Writer: A.K. SamuelA.K. Samuel

Over the past five years, the Asia Pacific region made up over three-quarters of global power demand growth, and led the world in wind and solar capacity installations. According to Global Wind Turbine Materials Market, Forecast to 2026, global focus on renewable energy has created tremendous growth prospects for wind. With record levels of investment across Asia Pacific over the last couple of years in Wind and Solar power, the region is set to continue booming in the near-term and long-term future.

Over the past five years, China and other key governments have strongly supported renewables with subsidies and preferential policies triggering a massive expansion of projects. Moreover, generation costs of new solar and wind plants across Asia Pacific have fallen by 54% and 29% respectively. This took average costs for new projects below those of gas-fired power by 2018, though in most places renewables are still around 30% higher than coal. Government support for renewables has also been increasing, notably in China, where we saw subsidies and preferential dispatch policies.

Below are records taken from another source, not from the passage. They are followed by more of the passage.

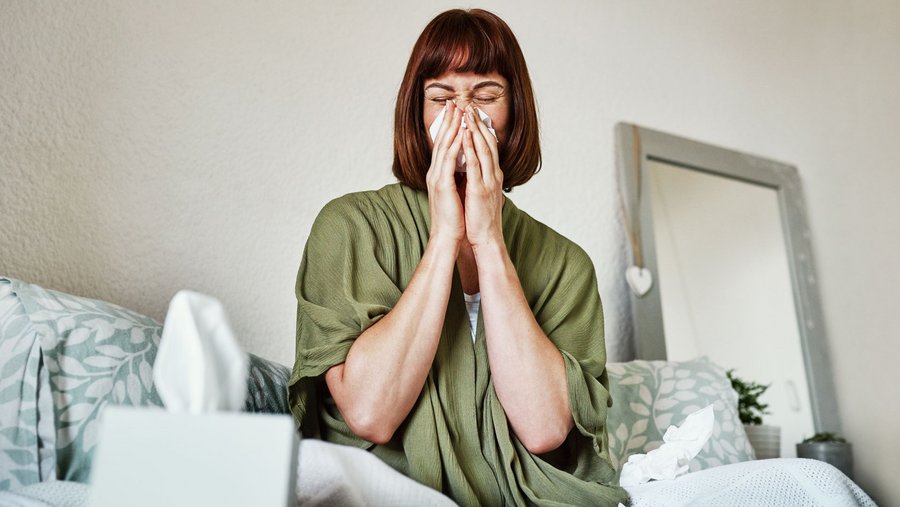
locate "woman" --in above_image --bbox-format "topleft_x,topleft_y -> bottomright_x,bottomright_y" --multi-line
289,10 -> 627,505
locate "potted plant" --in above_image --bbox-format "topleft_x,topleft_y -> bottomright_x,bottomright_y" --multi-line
726,369 -> 781,459
797,432 -> 853,479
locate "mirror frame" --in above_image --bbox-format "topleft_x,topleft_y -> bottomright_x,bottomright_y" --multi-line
616,122 -> 841,433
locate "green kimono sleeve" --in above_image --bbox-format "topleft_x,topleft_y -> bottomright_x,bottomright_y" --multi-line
495,231 -> 628,505
288,196 -> 401,447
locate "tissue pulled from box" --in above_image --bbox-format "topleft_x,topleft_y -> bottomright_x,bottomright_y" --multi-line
619,405 -> 716,486
153,290 -> 249,414
428,107 -> 497,172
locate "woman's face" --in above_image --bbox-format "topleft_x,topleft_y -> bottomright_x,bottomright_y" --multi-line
422,72 -> 509,148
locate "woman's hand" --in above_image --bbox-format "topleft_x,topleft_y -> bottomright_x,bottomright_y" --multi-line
460,105 -> 503,248
425,100 -> 466,245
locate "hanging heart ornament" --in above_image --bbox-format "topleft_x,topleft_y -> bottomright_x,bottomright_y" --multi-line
625,266 -> 653,297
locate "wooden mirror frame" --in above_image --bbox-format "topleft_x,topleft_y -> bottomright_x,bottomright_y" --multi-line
616,123 -> 841,432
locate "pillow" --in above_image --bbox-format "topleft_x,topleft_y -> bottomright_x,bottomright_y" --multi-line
607,357 -> 754,472
0,278 -> 56,491
10,280 -> 162,482
244,354 -> 291,414
0,278 -> 290,489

However, it is worth noting that as the scale of renewable investments has increased, many governments are now reducing or cancelling these subsidies. As the collapse in oil and gas prices and fall in coal prices together, it will undermine support for renewable energy in most countries. Even though wind generation costs in APAC have fallen by an average of 29% in the last five years, in a recession with lower fossil-fuel prices, renewables would only be competitive with coal-fired power plants in most of APAC beyond 2025.

Governments will have even less ability to offer direct financial support and renewable energy supply chains have also been disrupted. As a result, the switch from fossil fuels to renewables could be delayed by several years across many countries, Philip Andrews-Speed, senior principal fellow at the Energy Studies Institute at the National University of Singapore told Energy Voice.

According to new research, there is another challenge that if a post-Covid-19 recession continues into 2021, up to 150GW of wind and solar capacity across Asia-Pacific (APAC) could be delayed or cancelled over the next five years. Governments may defer support for clean energy to deal with more pressing economic issues. Given the weak economic environment, the imperative in developing economies may shift to supply power as cheaply as possible. Replacing dirty fossil fuel power generation with new cleaner renewable technologies with high upfront investment looks far less appealing now than pre-COVID-19.


Nevertheless, some governments have shown willingness to extend subsidies for delayed wind and solar projects. For example, Vietnam’s ministry of industry and trade proposed a two-year extension of feed-in tariffs for wind to 2023, while China is discussing extending subsidies beyond the planned 2020 cut-off.